Tal como os grandes investidores exigem das empresas que controlam um prazo de vida pré-estabelecido a todos os produtos, que depois de vendidos e usados dentro do prazo de validade económica estariam comercialmente ‘mortos’ e seriam destruídos, assim também aconteceria com os seres humanos da “força de trabalho”, meras máquinas com data de abate.
Deixar a natureza realizar a sua função de eliminar os mais fracos é uma escolha ideológica, a que a teoria da imunidade de grupo apenas dá cobertura científica. A moral está fora destas análises. As classes dirigentes são natural e historicamente apoiantes de um cocktail de eugenismo (métodos para aperfeiçoamento da “raça” humana) e de malthusianismo (limitação da população para evitar problemas como a fome e a miséria).
A questão que se coloca agora é a de como construir aquilo que alguns designam como uma “sociedade convivial” nos escombros políticos, sociais e ideológicos deixados por esta epidemia de coronavírus e de neoliberalismo. A questão é, ainda, a de os cidadãos das sociedades de economias avançadas perceberem que ao colocarem no poder dirigentes como Johnson, Trump, para já não falar de Bolsonaro (Putin e Jinping surgem de outras circunstâncias) estão a colocar as raposas a tratar do galinheiro.

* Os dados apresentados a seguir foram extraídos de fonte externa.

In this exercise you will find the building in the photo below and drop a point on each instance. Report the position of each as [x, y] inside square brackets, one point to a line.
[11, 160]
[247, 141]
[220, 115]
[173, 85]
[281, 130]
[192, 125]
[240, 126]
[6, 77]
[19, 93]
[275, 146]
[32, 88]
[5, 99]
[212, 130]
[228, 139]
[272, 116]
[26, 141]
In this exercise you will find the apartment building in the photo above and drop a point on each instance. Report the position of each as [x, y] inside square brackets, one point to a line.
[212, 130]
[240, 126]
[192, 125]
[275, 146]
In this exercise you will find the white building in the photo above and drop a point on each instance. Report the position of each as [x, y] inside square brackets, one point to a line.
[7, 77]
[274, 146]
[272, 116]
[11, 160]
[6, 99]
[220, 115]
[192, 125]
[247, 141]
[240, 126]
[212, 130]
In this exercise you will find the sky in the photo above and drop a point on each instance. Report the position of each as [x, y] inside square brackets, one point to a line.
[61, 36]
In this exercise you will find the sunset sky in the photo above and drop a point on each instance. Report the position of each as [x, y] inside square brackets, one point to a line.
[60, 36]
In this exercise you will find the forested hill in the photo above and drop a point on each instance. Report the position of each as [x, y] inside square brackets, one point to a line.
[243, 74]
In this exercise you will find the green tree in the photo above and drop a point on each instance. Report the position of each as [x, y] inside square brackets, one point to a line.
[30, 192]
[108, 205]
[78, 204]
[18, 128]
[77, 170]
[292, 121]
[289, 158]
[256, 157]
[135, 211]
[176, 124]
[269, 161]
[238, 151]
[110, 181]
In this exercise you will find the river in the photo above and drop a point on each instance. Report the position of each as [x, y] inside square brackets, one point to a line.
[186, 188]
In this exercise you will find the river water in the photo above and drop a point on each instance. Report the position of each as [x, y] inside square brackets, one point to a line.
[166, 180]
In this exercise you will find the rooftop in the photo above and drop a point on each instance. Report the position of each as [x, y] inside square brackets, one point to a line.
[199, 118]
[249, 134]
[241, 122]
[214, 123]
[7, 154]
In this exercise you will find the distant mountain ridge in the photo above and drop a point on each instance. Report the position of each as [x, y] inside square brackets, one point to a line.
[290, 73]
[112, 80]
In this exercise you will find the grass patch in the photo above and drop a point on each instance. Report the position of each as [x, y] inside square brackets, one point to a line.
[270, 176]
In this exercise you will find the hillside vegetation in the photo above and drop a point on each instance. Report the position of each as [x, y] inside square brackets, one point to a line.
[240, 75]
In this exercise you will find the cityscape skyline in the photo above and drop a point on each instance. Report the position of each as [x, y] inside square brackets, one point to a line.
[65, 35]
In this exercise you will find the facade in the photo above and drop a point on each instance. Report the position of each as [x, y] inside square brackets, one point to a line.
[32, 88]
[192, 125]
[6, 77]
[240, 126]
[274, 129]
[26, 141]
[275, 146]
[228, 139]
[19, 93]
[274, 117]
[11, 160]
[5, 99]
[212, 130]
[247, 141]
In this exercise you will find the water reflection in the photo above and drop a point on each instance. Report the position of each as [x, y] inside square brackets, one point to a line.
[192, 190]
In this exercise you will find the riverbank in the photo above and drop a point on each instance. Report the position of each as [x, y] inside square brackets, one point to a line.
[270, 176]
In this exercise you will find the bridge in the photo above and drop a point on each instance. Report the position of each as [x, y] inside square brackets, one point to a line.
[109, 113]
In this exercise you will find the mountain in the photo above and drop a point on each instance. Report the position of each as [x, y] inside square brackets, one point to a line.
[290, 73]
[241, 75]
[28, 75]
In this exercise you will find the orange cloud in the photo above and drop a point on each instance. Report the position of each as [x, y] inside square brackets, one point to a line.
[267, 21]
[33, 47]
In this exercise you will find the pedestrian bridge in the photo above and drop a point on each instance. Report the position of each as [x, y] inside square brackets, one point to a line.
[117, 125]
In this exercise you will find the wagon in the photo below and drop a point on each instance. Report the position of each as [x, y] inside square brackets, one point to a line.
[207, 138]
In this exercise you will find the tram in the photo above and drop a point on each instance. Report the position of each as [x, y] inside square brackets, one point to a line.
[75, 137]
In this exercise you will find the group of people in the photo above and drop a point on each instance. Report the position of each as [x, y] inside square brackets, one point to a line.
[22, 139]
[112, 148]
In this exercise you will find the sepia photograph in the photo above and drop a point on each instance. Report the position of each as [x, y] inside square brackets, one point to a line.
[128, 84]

Até conseguirmos ganhar essa consciência e tirar conclusões, temos de viver reconhecendo que o pânico não contribui para aumentar as nossas possibilidades de sobrevivência. Devemos aproveitar este tempo começando a pensar como enfrentar o futuro com novas pandemias, com escassez de recursos, com catástrofes ambientais e com dirigentes políticos cada vez mais primários, interessados antes de tudo na sua sobrevivência e na do grupo, cada vez mais restrito dos que com eles sobreviverão.
A imagem que poderia acompanhar este texto seria dos anos 70, no telhado da embaixada dos EUA em Saigão, com os vietnamitas amigos dos americanos a tentarem desesperadamente agarrar-se ao último helicóptero que vai descolar e deixar para trás os desgraçados abandonados à sua sorte.